Enviada em 27/09/2020

A escravidão no Brasil, tem como ponto de partida a década de 1530, período em que os portugueses deram início ao processo de colonização. Todavia, apesar de sua abolição ter ocorrido em 1888 e as leis trabalhistas terem surgido na década de 1930, a desigualdade social e a falta de fiscalização ainda são os princípios da escravidão no século XXI.

Em primeiro lugar, o baixo nível de escolaridade de populações carentes resulta na falta de oportunidades de emprego com qualidade.
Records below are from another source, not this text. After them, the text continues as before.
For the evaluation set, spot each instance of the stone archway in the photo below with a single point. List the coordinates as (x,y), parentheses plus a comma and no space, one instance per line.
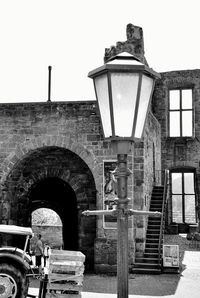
(57,178)
(59,196)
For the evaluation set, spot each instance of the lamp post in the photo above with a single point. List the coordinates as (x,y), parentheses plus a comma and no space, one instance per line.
(123,88)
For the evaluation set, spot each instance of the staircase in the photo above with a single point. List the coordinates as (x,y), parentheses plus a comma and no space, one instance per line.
(150,262)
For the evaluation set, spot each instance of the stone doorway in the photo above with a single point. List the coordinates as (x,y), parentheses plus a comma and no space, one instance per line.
(59,179)
(57,195)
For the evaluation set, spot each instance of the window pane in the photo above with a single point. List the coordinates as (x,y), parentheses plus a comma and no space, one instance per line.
(174,124)
(187,123)
(177,183)
(174,99)
(189,183)
(190,209)
(187,99)
(177,215)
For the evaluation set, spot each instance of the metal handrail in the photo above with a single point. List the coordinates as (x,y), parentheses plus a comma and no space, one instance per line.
(165,199)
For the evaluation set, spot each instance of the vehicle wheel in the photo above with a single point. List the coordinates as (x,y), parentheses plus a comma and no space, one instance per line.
(13,284)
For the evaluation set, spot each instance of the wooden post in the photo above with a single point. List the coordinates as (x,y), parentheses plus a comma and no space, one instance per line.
(122,225)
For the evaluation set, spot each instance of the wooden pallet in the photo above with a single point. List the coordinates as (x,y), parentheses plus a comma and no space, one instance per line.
(65,278)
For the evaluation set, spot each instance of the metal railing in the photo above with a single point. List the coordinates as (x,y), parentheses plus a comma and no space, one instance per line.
(164,205)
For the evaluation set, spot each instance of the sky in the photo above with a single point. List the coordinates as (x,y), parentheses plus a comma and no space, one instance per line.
(71,36)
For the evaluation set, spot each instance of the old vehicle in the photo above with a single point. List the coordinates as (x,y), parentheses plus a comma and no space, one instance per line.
(14,264)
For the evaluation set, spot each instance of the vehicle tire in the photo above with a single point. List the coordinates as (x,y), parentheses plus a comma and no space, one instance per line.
(13,283)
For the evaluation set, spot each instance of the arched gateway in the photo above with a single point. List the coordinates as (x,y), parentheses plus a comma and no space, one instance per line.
(56,178)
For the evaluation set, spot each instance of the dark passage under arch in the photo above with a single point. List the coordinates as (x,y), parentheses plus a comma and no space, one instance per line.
(56,194)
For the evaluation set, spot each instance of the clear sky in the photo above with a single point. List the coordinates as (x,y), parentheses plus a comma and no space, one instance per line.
(71,35)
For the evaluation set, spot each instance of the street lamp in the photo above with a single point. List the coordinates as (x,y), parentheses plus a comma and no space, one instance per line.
(123,88)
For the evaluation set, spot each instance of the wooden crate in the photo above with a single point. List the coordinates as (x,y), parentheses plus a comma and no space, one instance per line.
(65,277)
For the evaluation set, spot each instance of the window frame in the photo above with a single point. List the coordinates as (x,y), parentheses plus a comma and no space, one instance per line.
(183,194)
(180,110)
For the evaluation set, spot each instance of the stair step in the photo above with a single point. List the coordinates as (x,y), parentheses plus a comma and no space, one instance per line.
(152,240)
(151,250)
(150,255)
(153,227)
(153,235)
(152,245)
(147,265)
(146,271)
(154,223)
(153,231)
(147,260)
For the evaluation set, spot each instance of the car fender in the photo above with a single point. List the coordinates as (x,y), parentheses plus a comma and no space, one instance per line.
(22,261)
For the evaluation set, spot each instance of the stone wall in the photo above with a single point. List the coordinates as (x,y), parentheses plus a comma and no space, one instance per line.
(178,152)
(63,140)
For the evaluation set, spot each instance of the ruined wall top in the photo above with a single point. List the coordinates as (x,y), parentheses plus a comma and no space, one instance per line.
(133,45)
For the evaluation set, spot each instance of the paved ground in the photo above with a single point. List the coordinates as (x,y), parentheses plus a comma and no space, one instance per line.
(183,285)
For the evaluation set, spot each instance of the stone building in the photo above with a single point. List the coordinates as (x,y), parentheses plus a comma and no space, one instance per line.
(53,155)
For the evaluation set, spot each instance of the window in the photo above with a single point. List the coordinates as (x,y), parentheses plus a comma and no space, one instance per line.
(183,197)
(180,113)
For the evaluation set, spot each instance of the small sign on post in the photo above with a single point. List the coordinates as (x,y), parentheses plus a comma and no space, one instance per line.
(170,258)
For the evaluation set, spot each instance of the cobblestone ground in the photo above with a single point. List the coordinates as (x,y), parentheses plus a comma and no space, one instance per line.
(146,285)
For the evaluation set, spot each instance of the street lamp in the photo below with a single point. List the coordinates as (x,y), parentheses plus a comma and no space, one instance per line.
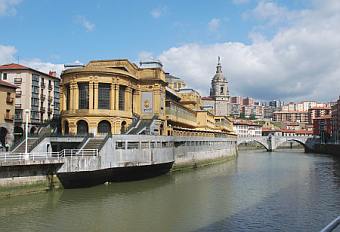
(27,111)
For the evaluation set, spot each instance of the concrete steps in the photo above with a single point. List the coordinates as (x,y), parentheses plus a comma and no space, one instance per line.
(21,147)
(94,143)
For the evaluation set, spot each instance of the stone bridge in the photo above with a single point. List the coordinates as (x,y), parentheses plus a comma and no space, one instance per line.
(271,143)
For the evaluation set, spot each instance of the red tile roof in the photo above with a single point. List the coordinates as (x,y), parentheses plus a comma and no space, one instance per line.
(22,67)
(7,84)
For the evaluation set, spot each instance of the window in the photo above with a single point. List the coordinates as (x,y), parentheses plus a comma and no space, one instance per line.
(104,96)
(122,97)
(104,127)
(83,95)
(67,97)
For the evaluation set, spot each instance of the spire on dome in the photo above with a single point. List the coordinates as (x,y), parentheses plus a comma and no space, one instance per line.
(219,66)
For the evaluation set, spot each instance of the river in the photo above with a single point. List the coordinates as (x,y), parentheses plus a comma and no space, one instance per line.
(284,190)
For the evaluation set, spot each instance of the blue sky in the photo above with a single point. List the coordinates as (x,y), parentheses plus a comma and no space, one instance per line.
(270,49)
(56,30)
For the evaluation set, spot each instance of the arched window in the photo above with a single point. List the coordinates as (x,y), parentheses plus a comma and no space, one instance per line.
(123,127)
(33,129)
(18,133)
(82,127)
(3,133)
(104,127)
(66,128)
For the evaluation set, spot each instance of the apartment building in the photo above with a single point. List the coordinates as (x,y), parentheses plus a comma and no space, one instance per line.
(7,103)
(36,91)
(246,128)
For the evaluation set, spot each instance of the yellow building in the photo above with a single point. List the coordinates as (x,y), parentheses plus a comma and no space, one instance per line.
(106,96)
(117,96)
(7,111)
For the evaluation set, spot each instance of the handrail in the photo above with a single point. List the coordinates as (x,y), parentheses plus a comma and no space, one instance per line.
(8,156)
(86,138)
(17,143)
(104,141)
(39,140)
(332,225)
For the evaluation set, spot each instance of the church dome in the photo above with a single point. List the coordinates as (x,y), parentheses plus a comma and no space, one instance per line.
(219,77)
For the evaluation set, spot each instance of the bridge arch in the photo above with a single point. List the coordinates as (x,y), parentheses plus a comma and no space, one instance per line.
(303,143)
(242,141)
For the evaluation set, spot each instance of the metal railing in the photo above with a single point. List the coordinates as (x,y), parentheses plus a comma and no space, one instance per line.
(78,152)
(331,226)
(8,156)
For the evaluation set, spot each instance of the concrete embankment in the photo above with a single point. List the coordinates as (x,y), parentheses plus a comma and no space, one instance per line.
(24,177)
(332,149)
(194,157)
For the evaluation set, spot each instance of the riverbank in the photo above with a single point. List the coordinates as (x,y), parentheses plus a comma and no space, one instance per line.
(331,149)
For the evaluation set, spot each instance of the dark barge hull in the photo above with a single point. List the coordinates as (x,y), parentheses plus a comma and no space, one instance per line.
(91,178)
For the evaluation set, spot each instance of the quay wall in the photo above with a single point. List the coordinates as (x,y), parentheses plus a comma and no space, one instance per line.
(22,177)
(17,177)
(331,149)
(138,150)
(200,153)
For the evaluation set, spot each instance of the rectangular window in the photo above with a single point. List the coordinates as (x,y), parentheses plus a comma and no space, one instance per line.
(104,96)
(83,95)
(122,97)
Visto que, segundo o IBGE cerca de 12,8 milhões de pessoas estão desempregadas. Dessa modo, a falta de emprego resulta com que as pessoas procurem qualquer tipo de serviço para garantir sua sobrevivência e na maioria das vezes essas pessoas são submetidas a jornas exaustivas de trabalho, trabalho forçado, servidão por dívida e condições degradantes de trabalho.

Ademais, a falta de fiscalização dificulta o combate a escravidão. Existe hoje no país entre 25 mil e 30 mil pessoas trabalhando em condições semelhantes à escravidão. Certamente, a maior parte da população brasileira não tem o conhecimento e não sabe que essa jornada de trabalho é escravidão. Por isso, o número de denúncias sobre o trabalho escravo são pouco realizadas.

Por conseguinte, o trabalho escravo no Brasil contemporâneo é devido à desigualdade social e a falta de fiscalização. Dessa forma, O Ministério do Trabalho juntamente aos deputados devem criar uma bancada  de fiscais, para que aja a devida fiscalização especificamente a escravidão nos dias atuais. Eles irão investigar, em companhia com a polícia federal,  e irá a campo para descobrir os lugares onde se tem escravidão. Com o fim de serem reconhecidos os chefes para que eles tenham a devida penalidade.